Food is an important aspect of any senior residence, and both you and your loved one should be comfortable with the menu at the facility you select. Some facilities let potential residents and their families sit down for a meal when conducting an initial visit, which is a great way to chat with your loved one’s potential neighbors and see if the menu will suit their liking.

If your loved one is diabetic, gluten intolerant or has other special dietary needs, make sure that the facility has the flexibility to accommodate those needs. Also, find out if the food is freshly prepared on site each day and whether you can share a meal with your loved one from time to time. 

5. Do you have trained and certified medical staff?

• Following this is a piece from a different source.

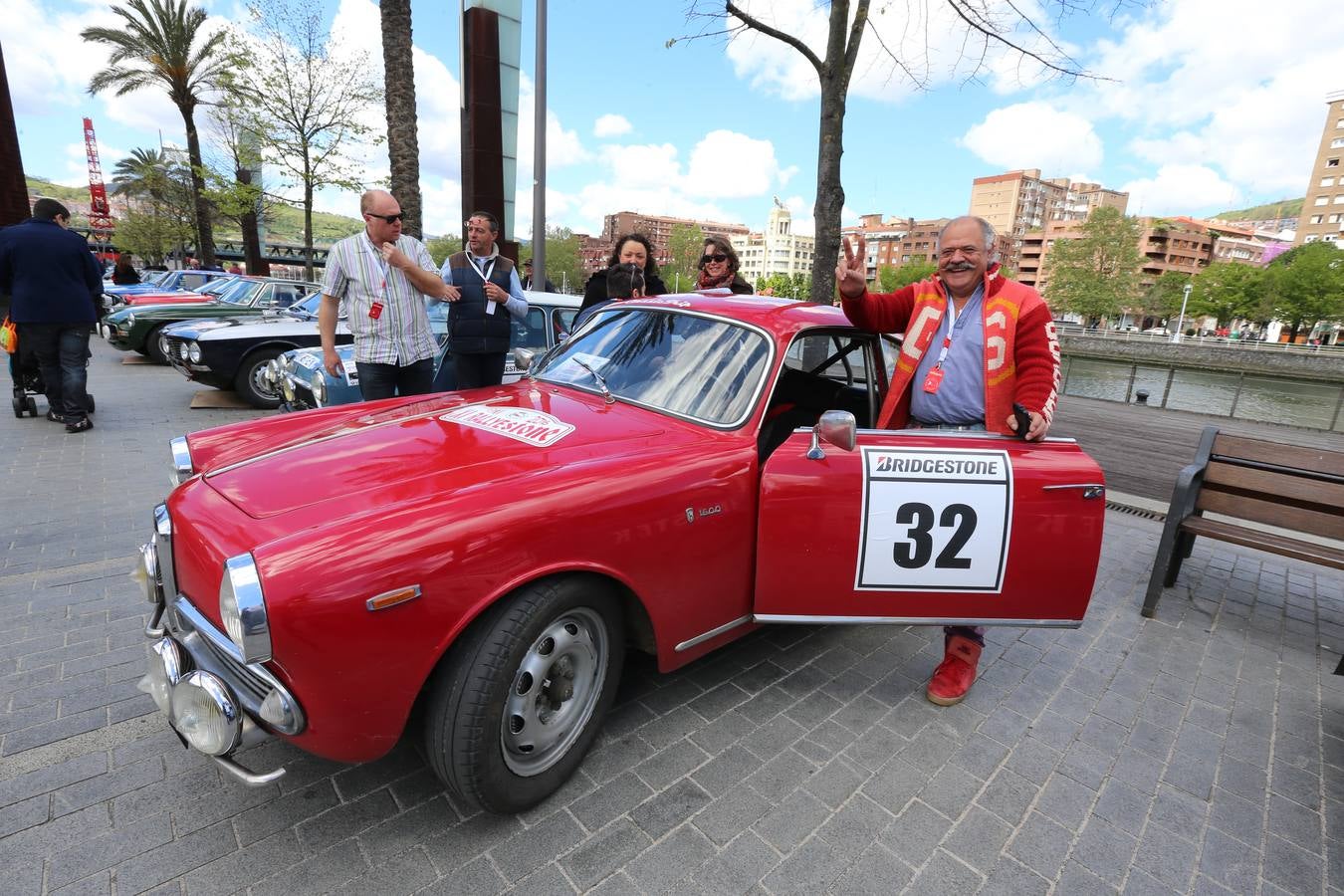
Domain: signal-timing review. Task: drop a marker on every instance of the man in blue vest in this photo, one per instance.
(491, 292)
(54, 284)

Assisted living residence standards vary from state to state and even within the same metropolitan areas. It may surprise you to know that some facilities do not have full-time medical professionals on staff. Ask about staffing when you visit to find out whether it includes people with nurses’ training, such as RNs, LPNs or CNAs. See how often an MD visits, as well. While non-medically trained staff members may be very good at their jobs, in case of a medical emergency, it is important to know professional care is available on site. 

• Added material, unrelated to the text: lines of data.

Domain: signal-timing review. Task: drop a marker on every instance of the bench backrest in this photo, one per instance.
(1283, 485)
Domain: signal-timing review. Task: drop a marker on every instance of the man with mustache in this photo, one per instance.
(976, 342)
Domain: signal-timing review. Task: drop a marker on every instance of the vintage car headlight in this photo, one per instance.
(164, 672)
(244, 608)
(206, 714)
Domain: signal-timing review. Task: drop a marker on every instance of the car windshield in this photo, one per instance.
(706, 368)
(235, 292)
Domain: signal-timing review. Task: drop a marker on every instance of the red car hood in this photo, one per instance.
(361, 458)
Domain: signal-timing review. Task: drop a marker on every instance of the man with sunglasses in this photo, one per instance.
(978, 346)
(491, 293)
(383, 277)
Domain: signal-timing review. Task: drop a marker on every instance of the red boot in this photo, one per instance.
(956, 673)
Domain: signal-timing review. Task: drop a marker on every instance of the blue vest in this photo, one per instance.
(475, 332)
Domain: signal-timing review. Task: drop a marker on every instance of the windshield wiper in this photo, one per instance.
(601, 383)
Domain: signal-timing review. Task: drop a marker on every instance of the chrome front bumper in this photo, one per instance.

6. What is the staff to patient ratio?

A primary concern when choosing an assisted living facility for an elderly parent, relative or friend is ensuring adequate care. Quick and responsible care should be available, in addition to helping with everyday tasks including transfers from bed to wheelchair, using the bathroom, preparing food or safely maneuvering throughout the facility. 

Only a few states have mandated staffing to patient ratios for assisted care facilities, but those that do, such as Florida and Georgia, require minimums such as 1:20 during daytime hours and 1:25 at night. Ideally, the assisted-living residence you select should have a lower ratio so that help is available when needed.

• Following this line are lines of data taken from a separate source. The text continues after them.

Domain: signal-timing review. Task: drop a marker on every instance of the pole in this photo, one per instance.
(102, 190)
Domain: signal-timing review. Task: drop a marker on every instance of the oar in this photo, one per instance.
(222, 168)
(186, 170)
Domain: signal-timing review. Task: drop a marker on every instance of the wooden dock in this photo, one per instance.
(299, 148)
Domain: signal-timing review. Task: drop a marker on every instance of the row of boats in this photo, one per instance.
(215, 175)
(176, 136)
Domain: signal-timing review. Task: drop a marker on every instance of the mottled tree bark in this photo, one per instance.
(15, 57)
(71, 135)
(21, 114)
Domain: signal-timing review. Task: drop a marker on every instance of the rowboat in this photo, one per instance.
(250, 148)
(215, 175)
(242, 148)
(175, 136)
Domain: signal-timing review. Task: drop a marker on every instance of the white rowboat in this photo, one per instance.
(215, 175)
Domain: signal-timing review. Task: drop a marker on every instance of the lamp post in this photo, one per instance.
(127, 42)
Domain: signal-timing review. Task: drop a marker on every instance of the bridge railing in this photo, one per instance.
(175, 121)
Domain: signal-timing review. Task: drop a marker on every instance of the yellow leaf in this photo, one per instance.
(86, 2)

7. Can residents enjoy the outdoors in and around the facility?

The location of the senior assisted living residence makes a difference if your loved one likes to get outside and enjoy exercising. Some places are located within busy commercial parts of town where walking is not an option. Others have lovely grounds with walking paths or are adjacent to parks. Most facilities have an exercise room or swimming pool to encourage physical activity and fun games. If your parent or friend likes to garden, look for a location with a communal growing space.

8. Do residents have the chance to interact with the community?

Staying active socially helps seniors stay engaged and energized. Inquire as to whether the facility encourages social opportunities within the surrounding community for assisted living residents. From sharing visits with school groups to meeting visiting pets, even those who are confined to the facility can enjoy fun interactions that make their day more exciting. 

9. What kinds of activities are residents offered?

On-site classes, book clubs, knitting circles or hobby groups are the types of activities on tap at many senior residences. When visiting each place, ask about the options. Does the activities director organize special events, such as concerts and dances? Is there a shuttle bus that regularly takes residents of the independent living wing on outings? These activities help keep elderly minds sharp while they enjoy socializing and learning fun new skills. 

10. What do your staff and facility offer that other places don’t?

Perhaps one facility touts its caring staff while another boasts about an expensive new remodeling. You and your loved one are the best judges of which facility works best for their needs. One facility may stand out due to its large capacity while another emphasizes a more intimate atmosphere. Your loved one’s personality should factor into the decision to ensure their long-term comfort and happiness.

Conclusion

Whether shopping a dozen assisted living facilities or only a few, your main objective should be finding a good match where your loved one will be well cared for, feel comfortable, and thoroughly enjoy their golden years. Schedule as many tours as you can, talk to as many people as possible, ask plenty of questions, and if possible, include your senior every step of the way. Taking these steps will ensure a smooth transition.